Manu Bhagavan, a historian of modern South Asia, in his paper titled ‘Princely States and the Hindu Imaginary: Exploring the Cartography of Hindu Nationalism in Colonial India‘, highlighted the importance of princely states in underpinning the intellectual edifice of Hindutva nationalism. Bhagavan argues that, for Hindu nationalists, the princely states instantiated Hindu sovereignty and “served as portals to a pure, ancient past,” unsullied by the deleterious legacy of Islam and British colonialism. The princely states attended to two forms of imagination – a past of purity and a future nation based on Hinduness. The past of purity refers to the imagined homeland or Akhand Hindustan (undivided India), a term coined by Congress leader K M Munshi. According to Munshi the purity of Hindu cultural heritage was preserved in these small pockets (princely states) of land throughout South Asia. These princely states were repositories of culture as well as the bedrock upon which a future nation must be built.
For the Hindu Mahasabha’s territorial imagination, Jammu and Kashmir’s Muslim majority (in the princely state) was not too relevant. Instead, it was envisioned as a part of a larger Akhand Hindustan, where Hindus constituted the dominant majority. Moreover, the “Hinduness” of the state was a critical element of the legitimacy of Dogra rulers. Orientalist knowledge production about the region coupled with geopolitical imperatives, led the British colonial authorities to vest Dogra rulers with a personalised form of sovereignty. It led to the Dogra dynasty’s alleged obliviousness towards the needs/rights of its majority Muslim subjects. Denial of land ownership rights, extraction of excessive taxation from the peasantry, and restricted access to government employment reinforced the socio-economic marginalisation of the Muslim population of the state. Mounting discontent among the Muslim populace with the Dogra rule culminated in political mobilisations, most notably the July 1931 uprising.
Votaries of the Hindu Mahasabha criticised the revolt by Kashmiri Muslims in Hindu Outlook, the weekly newspaper published from the Mahasabha office in New Delhi. On March 22, 1939, Mahasabha published a piece titled ‘Princes are the principle custodians of their ancient and illustrious heritage’, where they portrayed Hindu princes as bastions of justice and communal harmony while making Muslim agitation ipso facto an instance of Muslim bellicosity.

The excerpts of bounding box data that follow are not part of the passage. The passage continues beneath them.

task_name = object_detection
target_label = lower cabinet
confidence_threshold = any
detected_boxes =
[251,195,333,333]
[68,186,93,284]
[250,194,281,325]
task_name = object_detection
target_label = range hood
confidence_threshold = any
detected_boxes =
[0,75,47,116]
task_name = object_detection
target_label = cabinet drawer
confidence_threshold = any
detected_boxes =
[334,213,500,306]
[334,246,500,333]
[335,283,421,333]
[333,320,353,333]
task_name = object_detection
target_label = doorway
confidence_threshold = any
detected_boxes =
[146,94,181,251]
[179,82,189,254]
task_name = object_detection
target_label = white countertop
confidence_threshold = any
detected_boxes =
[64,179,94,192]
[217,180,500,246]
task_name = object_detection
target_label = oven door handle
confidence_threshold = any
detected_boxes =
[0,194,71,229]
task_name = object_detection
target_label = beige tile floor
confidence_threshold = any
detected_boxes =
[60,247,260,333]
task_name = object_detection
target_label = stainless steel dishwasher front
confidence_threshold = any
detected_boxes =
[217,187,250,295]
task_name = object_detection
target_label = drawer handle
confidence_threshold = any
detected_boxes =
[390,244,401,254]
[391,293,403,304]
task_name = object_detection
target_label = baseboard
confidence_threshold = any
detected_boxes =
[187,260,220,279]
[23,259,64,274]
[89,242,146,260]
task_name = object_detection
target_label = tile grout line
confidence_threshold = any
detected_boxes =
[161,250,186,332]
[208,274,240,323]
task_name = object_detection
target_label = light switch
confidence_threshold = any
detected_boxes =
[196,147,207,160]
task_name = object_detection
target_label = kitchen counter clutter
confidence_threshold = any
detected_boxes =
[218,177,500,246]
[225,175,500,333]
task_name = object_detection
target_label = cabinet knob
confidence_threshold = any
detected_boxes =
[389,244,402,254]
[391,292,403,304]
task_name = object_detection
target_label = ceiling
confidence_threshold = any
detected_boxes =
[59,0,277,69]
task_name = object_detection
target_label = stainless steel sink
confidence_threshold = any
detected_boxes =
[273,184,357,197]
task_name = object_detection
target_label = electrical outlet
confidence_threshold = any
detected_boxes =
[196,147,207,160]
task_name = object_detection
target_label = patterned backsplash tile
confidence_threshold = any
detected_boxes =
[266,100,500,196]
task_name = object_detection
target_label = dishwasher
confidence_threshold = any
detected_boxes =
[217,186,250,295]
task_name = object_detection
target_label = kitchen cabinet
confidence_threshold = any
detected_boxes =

In 1945, amidst consolidated Muslim resistance against the princely rule, they published another article titled ‘New Muslim agitation in Kashmir: A virtual invasion of the Hindu state’ where they denounced the political mobilisation spurred by socio-economic deprivation as the Muslim invasion of the state and its culture.
Sharma’s (mis)characterisation of the 1931 revolt’s martyrs as “traitors” echoes similar notions. Following the abrogation of Article 370 and the bifurcation of the erstwhile state into two Union Territories (UTs), the UT administration dropped Martyr’s Day from its list of public holidays. The enduring perception of Jammu and Kashmir as a historical Hindu domain is underscored by its contestation of the memory of the 1931 revolt. An attempt to overwrite the meaning of the revolt through the communal lens is a strategic move to alter the collective memory. The alternative imaginations of historical narratives also serve as a justification to further deny its distinct identity. History is a crucial battleground in its struggle for cultural and political dominance. In conflict zones such as Kashmir, the significance of history increases manifold, with the past being constantly reinterpreted and reworked to serve the present political agenda. Understanding the complex narratives of the past is a necessary prerequisite to shaping the future.
(Bashir is a research scholar at the Centre for Political Studies, Jawaharlal Nehru University. Muzafar is a research scholar at the National Academy of Legal Studies and Research, Hyderabad.)